Even when the growings season has its challenges. The repercussions of last winter's warm weather are still being felt. When the weather does not get cold enough all sorts of pestulance ensues. Japanese Beetles are loving my pole beans a little too much. I may buy some from the farmer's market for some dilly beans and the freezer.
Plant: beets, spinach
Harvest: Blueberry, blackberries, ( My friend Cherise invited me to pick a 2 gallon bucket full, Thankyou!) carrots, beans, zuchinni, nettles,tomatoes, lettuce, chard, basil,parsley,onions.
Presrved:froze beans,blueberries,blackberries, pesto. Canned bluberry jam, blackberry syrup,chicken stock, pickled carrots, nettle rennet. I made the rennet yesterday. I am going to try making some cheese with it this week. I will share my results with you later this week. Fermented cukes. Dried Basil and parsley.

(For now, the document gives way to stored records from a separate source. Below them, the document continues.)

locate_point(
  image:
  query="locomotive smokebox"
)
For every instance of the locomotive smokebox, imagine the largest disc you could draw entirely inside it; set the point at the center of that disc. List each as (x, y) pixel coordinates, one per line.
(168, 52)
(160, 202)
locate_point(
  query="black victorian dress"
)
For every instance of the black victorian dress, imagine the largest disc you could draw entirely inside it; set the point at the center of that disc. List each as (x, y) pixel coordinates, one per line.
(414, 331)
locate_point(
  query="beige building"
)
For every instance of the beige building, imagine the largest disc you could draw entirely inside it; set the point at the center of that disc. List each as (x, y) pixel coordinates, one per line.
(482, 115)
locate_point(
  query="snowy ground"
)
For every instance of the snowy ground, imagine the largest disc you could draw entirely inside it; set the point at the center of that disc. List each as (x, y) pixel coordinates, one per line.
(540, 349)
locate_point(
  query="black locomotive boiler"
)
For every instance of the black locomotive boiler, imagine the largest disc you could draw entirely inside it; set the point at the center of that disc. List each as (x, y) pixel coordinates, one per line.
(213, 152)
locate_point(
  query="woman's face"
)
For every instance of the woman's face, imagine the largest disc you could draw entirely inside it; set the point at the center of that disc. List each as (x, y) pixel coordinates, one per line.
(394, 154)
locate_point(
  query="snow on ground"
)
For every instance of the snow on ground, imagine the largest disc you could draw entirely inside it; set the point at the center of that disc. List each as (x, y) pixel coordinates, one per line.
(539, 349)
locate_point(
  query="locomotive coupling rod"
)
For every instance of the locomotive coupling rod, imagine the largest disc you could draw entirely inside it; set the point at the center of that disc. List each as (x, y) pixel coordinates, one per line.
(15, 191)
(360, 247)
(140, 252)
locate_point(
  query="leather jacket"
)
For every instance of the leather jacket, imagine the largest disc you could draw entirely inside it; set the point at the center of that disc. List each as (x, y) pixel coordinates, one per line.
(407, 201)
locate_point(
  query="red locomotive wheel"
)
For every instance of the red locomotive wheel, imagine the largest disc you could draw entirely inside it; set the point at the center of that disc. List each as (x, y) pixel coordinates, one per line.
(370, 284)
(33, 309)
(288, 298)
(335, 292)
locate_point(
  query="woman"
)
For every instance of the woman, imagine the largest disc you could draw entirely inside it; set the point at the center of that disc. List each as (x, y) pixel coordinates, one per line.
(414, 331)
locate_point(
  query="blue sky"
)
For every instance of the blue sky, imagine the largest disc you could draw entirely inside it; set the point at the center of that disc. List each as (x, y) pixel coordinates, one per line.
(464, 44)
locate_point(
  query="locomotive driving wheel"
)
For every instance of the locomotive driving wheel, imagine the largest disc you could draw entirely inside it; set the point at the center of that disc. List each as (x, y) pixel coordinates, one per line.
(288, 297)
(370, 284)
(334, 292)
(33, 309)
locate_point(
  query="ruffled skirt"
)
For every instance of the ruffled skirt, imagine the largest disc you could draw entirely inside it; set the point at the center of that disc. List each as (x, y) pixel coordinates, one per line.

Local foods: We have a highbush local blueberry farm we pick at every year. 1.50 a pound. Local meat, dairy. I have begun to make deliveries to local seniors in our town for out community garden. I love this work.
Eat the food: Lots of zucchinni.
Waste not: the sheep have been enjoying a lot of kitchen gleanings. They love carrot greens, beet greens and cucumber ends.
Want not: I love lacto-fernted foods for the fact that they do not need new canning jar lids. Gas prices are going up. We are trying to find ways to combine trips and make sure the car is performing as efficiently as it can.
Learn something new: How to make rennet.